The video clips used in “Love is the Message, the Message is Death” are recognisable to most. These are images that we have seen online or in the news, and in turn, we have already created our own interpretation of them, or we have already affixed meaning on them. By montaging these known images together, Jafa asks us to reconsider our initial reaction to them and, perhaps more importantly, to question why we made those assumptions in the first place.
Jafa’s methodology for compiling is only one of many. Another act of compiling is the process by which a museum or gallery creates a collection of artworks or historical objects. Long before there were museums as such, wealthy individuals displayed their affluence with collections of art and objects that we often stolen from Indigenous sites around the world. These private collections led to the formation of museums, and the violence – both physical and cultural – follows these objects and becomes embedded in the institutions that house them.
Daniel Boyd, an artist and Kudjla/Gangalu man from North Queensland Australia, confronts these violent moments of invasion and colonisation in his broad practice that includes painting, installation, architecture, public works, and more. Boyd often uses found imagery from colonial Australia depicting not only the British colonisers but also the imagery that they created when documenting Indigenous peoples that they encountered.
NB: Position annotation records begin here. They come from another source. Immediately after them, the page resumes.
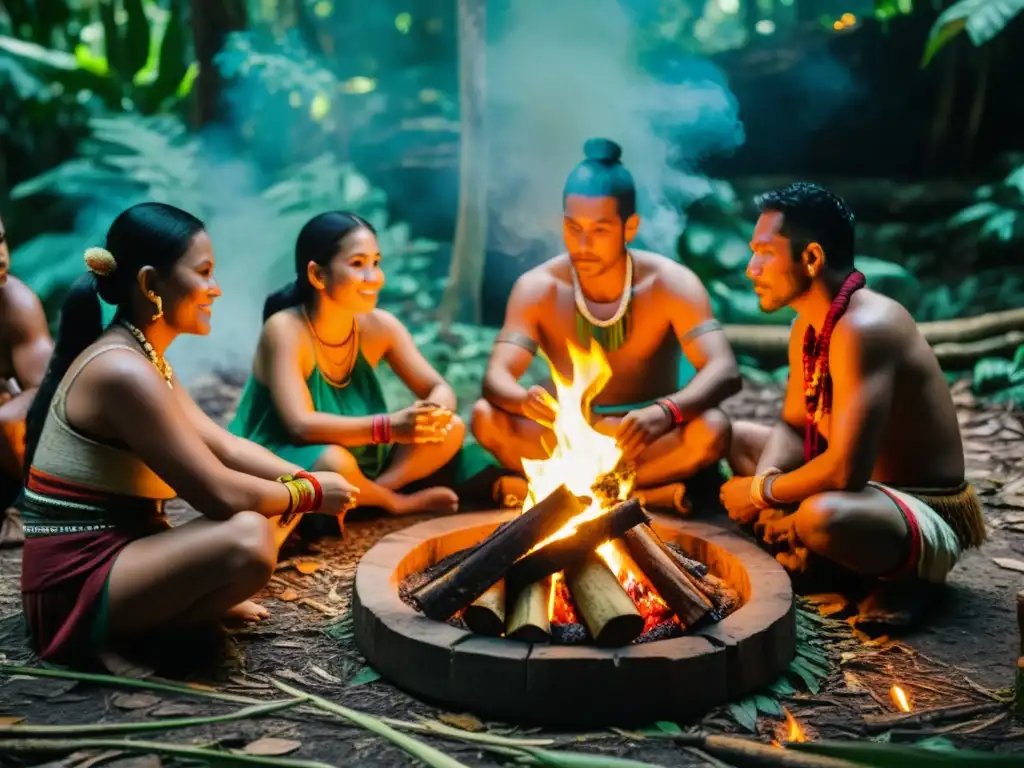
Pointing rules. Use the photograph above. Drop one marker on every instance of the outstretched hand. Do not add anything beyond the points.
(421, 422)
(640, 428)
(735, 497)
(339, 495)
(540, 406)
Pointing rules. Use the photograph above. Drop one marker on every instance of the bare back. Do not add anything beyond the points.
(920, 443)
(668, 301)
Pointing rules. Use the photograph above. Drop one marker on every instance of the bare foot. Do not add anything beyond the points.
(248, 611)
(428, 500)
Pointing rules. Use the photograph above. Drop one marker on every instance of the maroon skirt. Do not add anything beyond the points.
(64, 573)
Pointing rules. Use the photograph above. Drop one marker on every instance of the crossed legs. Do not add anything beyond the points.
(863, 530)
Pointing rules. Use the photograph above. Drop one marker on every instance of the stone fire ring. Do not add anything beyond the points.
(563, 685)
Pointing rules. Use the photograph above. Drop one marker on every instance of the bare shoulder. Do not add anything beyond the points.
(19, 305)
(380, 322)
(875, 324)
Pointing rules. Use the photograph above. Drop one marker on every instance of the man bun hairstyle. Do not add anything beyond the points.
(601, 174)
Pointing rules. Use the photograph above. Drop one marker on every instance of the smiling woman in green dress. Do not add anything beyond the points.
(313, 397)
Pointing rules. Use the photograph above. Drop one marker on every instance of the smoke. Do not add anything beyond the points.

He creates new paintings and installations that address the violence inflicted upon Aboriginal and Torres Strait Islander people by British colonisers.
In 2011 Boyd participated in a residency at London’s Natural History Museum. During his residency he focused on the slower and perhaps less visible violence that exists hidden in the museum’s archives. The Natural History Museum includes a “collection” of over 20,000 specimens of human remains, hundreds of which originate from Aboriginal and Torres Strait Islander people. During Boyd’s residency, he discovered that the museum was in the process of re-boxing its vast collection of human remains. Boyd repurposed the boxes used by the museum to store the remains into framing devices for his paintings and as objects of art unto themselves. Boyd’s acts of reappropriation offered museum visitors an unusual glimpse into the necroviolence of the museum’s collections by placing objects that are normally hidden in archives and storage facilities into the public’s line of sight. Boyd turned the collection – and therefore the methods by which they were compiled – inside out.
The preceding examples by Arthur Jafa and Daniel Boyd utilise different media types and methodologies but share an intent to expose highly personal connections to violent histories through the act of compiling (among many other things). They use non-representational media to create an experience that is unique for those that may not be familiar with the issues at hand. The work of both artists directly confronts the violence of colonisation and participates in the struggle against it.